Cuando ella consiguió acercarse lo suficiente, me trajo la flor de loto pisoteada que había brotado de mi frente, la que había arrojado frente a la puerta de hierro. Y al comer la flor de loto, comprendí. Los cien, mil, millones de caminos. Los cientos y cientos de miles de millones de caminos posibles que podría haber tomado. Las posibilidades, los cambios, las variables, las constantes. Los finales, los principios, las partidas guardadas, los trucos, los secretos, las fases ocultas, los créditos. Las películas, las secuelas, los huevos de pascua. Las verdades, las mentiras, las portadas y contraportadas, las sinopsis, los actores de aquella gran farsa. Los pergaminos, la realidad, el conocimiento. La vida. La muerte. La posibilidad de vivir como algo que no sea una bestia. Comprendí la naturaleza del tiempo y sus posibilidades. La niña crecía, yo disminuía. Yo disminuía, la mujer crecia. La mujer vivía, el monstruo moría. El hombre regresaba, la vida seguía. Comprendí que todo está en nuestra mano. En la mano del hombre, y en la mano del monstruo.

Nunca supe si la Bestia dejó de serlo del todo. Sé que aprendió a escribir con la vida, no con la mano.
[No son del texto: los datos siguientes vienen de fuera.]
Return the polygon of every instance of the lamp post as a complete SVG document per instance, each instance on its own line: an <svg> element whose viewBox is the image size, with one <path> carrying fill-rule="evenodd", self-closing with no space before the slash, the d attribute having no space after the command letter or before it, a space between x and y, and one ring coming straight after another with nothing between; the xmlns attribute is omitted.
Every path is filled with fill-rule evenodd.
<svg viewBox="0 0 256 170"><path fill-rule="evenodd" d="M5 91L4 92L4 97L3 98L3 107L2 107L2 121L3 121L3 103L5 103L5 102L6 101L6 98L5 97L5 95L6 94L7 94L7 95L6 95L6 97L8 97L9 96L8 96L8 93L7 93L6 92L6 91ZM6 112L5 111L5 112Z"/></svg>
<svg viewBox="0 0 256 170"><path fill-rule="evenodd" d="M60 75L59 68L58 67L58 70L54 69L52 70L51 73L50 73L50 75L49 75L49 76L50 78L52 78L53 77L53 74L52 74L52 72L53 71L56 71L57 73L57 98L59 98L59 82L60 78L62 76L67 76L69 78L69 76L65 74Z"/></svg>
Sé que supo abrazar para dar calor y no para sentirlo. Que aprendió a besar para aprender a hacerlo, no para comprobar el sabor de la otra persona. Que desde entonces la sangre solo brama, y no alimenta. En esa grieta, su voz aún retumba en las paredes de la caverna, repitiendo: "O Ren. O Ren. O Ren. O Ren.". Solo así recordó su nombre durante tantos años.
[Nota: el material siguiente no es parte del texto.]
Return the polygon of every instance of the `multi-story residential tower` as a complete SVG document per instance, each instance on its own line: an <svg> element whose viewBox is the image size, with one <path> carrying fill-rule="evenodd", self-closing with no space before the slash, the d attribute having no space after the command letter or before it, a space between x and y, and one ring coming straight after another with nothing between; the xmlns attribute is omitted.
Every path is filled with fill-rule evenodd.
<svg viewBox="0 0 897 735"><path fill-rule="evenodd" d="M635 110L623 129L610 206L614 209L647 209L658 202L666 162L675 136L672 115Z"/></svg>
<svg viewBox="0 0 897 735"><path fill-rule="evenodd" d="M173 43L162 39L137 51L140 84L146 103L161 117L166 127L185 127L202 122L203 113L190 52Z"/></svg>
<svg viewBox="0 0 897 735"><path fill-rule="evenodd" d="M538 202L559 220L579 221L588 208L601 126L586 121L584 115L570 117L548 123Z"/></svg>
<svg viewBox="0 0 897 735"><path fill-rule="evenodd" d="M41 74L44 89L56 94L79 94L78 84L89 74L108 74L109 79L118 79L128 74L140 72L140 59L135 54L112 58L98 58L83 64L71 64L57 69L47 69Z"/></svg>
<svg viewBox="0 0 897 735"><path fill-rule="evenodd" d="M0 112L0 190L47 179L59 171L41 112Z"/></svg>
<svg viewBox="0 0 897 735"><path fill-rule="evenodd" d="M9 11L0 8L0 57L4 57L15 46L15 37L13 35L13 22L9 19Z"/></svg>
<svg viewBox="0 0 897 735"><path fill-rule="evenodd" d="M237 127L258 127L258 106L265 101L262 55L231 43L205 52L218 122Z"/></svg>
Sé que salió de la grieta y se acercó a la hierba del suelo, esa que se afila cuando quieres dormir, Cogió una brizna de hierba del suelo, y se pinchó en un dedo. Con la sangre que brotó de la herida, dibujó un lazo que para siempre unió su dedo meñique con el de la humana que bajó a la grieta desarmada y vestida con palabras. Y con los restos de dicha sangre, juntos escribieron en el suelo, donde yacían los restos de aquella puerta colosal de hierro y miles de ojos. Allí, cuando los viajeros se pierden en busca de una voz que nunca encuentran, se puede leer:


 En la vida hay que saber caminar hacia adelante. Es muy importante caminar, y es importante correr. Avanzar, seguir el sendero, o desviarte del sendero, correr campo a través. Da exactamente igual como lo hagas o donde, lo importante es seguir hacia adelante y no hacia atrás. Hay gente que vive con la mirada siempre por encima del hombro, clavada al pasado, al horizonte que dejas detrás, al punto de partida. Eso no te ayuda a avanzar. Eso solo te hace tropezar con las piedras 
que hay en tu camino, una y otra vez.

Porque mirar hacia detrás solo sirve para saber cuánto has avanzado.